Immer größere Anteile der US-amerikanischen Maisernte landen in den immer zahlreicheren Ethanoldestillerien. Ende 2006 gab es 116 Bioethanolfabriken in den USA; 2008 könnte ihre Zahl bereits auf 200 klettern. Noch Anfang 2000 nutzten die USA lediglich sechs Prozent ihrer Maisernte für die Ethanolproduktion, 2006 waren es bereits 20 Prozent, in wenigen Jahren könnte es über ein Drittel sein. Zugleich entfallen auf die USA rund 40 Prozent der globalen Maisproduktion und 70 Prozent der Exporte. Die explodierende Ethanolnachfrage treibt die Maispreise in die Höhe, obwohl immer größere Flächen mit der Kornsaat belegt werden.

Der Preistrend schlägt auf zahlreiche weitere Pflanzen durch, etwa Weizen, Reis, Maniok und Ölsaaten. Da sich die steigende Nachfrage nach Biosprit mit der nach Futtermitteln verbindet, verteuern sich auch Fleisch- und Milchprodukte. Hinzu kommt, dass die weltweiten Weizenvorräte auf das niedrigste Niveau seit 25 Jahren geschrumpft sind. Das Welternährungsprogramm der Vereinten Nationen bringt diese einschneidende Veränderung des Agrarmarktes auf den Punkt: "Wir leben nicht mehr in einer Überschusswelt."

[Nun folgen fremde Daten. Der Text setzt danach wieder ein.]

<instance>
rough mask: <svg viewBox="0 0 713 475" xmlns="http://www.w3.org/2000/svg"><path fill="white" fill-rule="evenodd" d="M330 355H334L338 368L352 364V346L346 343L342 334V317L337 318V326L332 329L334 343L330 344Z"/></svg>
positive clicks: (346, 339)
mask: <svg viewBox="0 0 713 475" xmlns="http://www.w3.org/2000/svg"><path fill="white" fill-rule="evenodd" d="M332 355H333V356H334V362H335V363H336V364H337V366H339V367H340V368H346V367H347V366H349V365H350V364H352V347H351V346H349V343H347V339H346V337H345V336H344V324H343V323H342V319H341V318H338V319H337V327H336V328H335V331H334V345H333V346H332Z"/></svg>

Steigen aber die Preise mehrerer Grundnahrungsmittel gleichzeitig, erhöht sich die Zahl der Mangelernährten. Dieses Risiko ist besonders groß in über 80 Ländern mit niedrigem Pro-Kopf-Einkommen und chronischem Nahrungsmitteldefizit. Die weltweiten Ausgaben für Nahrungsimporte sind bereits deutlich angestiegen. Allein für die 48 sogenannten Least Developed Countries (LDCs) stiegen die Importrechnungen für Lebensmittel seit 2000 um 90 Prozent, für Industrieländer hingegen nur um 22 Prozent.

Schockwellen in den Agrarmärkten

Angesichts dieser riskanten Dynamik kann nicht verwundern, dass die weltweiten Proteste zunehmen. In einem offenen Brief fordern lateinamerikanische Umweltgruppen: "Wir wollen Ernährungssouveränität, keine Biotreibstoffe. Der durch die Länder des Nordens verursachte Klimawandel lässt sich nicht dadurch aufhalten, dass nun neue Probleme in unserer Region geschaffen werden." Beim Sozialforum in Mali im Februar 2007 sagten Hunderte von AktivistInnen den Energieplantagen, den sogenannten "Grünen Wüsten", den Kampf an.

Das südamerikanische "Forum Widerstand gegen das Agrobusiness" erinnert dabei an eine Option, die hier zu Lande schon in Vergessenheit geriet: "Die Zentralität der Energiekrise für die Kapitalakkumulation eröffnet die Möglichkeit einer globalen Debatte über andere Formen der Produktion und des Lebens, über ein radikal anderes Projekt." Ohne eine solche Debatte jedoch werde das destruktive Gesellschaftsmodell, nun auf Basis der Bioenergien, lediglich fortgeschrieben.